Emeği olmayan bir şeye sahip olmayı istemez. Hak ve adaleti gözetir, sorumluluk
sahibidir.
Ancak ne yazık ki, bu
değerler günümüzde önemini yitiriyor. Utanmak bile utanılacak bir şey haline
geldi. Toplum böyle de yöneticiler farklı mı? "Balık baştan kokar"
derler. Yönetenlerin haksızlıklara sessiz kalması, suç işleyenlere caydırıcı
cezalar vermemesi, toplumu daha da kötüye götürüyor. "Nasıl yaşarsanız
öyle yönetilirsiniz" der büyüklerimiz. Artık toplum olarak ne korkumuz ne
de utanacak yüzümüz kaldı. Edep, adalet, hak ve hukuk unutuldu.
Her gün haksız yere
öldürülen çocuklar, kadınlar, yaşlılar… Çöp konteynerlerine atılan bebekler,
birkaç kuruş için cana kıyan insanlar… Kaza geçirip acı çeken insanları sadece
izleyen, yardım etmekten çekinen vicdan yoksunları… Sokak hayvanlarına eziyet eden
caniler… İnsanların çöpten yiyecek topladığı görüntüler… Bunlar hepimizin
vicdanını sızlatması gereken olaylar.
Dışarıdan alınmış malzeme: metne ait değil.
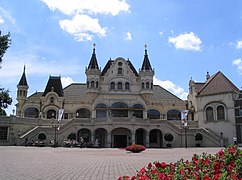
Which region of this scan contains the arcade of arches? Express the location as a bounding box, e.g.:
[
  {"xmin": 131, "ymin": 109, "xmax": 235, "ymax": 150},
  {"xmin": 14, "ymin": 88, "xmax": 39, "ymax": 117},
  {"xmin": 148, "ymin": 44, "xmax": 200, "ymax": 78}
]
[{"xmin": 76, "ymin": 127, "xmax": 163, "ymax": 148}]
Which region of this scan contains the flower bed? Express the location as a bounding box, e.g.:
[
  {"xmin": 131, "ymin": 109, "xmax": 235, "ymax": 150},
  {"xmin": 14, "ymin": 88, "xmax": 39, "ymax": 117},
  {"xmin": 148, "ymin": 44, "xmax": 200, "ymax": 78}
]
[
  {"xmin": 126, "ymin": 144, "xmax": 145, "ymax": 153},
  {"xmin": 118, "ymin": 146, "xmax": 242, "ymax": 180}
]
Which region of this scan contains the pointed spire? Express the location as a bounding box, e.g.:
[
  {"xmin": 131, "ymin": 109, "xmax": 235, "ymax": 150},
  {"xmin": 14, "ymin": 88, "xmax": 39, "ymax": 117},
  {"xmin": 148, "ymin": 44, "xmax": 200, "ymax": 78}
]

Ama toplum, vicdanını devre dışı
bıraktığı sürece bu manzaralar artarak devam edecek.
Artık biz de her
şeyimizi paraya adadık. Tüm değerlerimizi paraya endeksledik. Paran varsa
değerlisin, yoksan değersizsin. İnsana saygı kalmadı. Merhamet, vicdan,
yardımseverlik, paylaşmak unutuldu. Toplum olarak utanmayı unuttuk ve hep
birlikte bindik bir alamete gidiyoruz kıyamete... Haksız mıyım?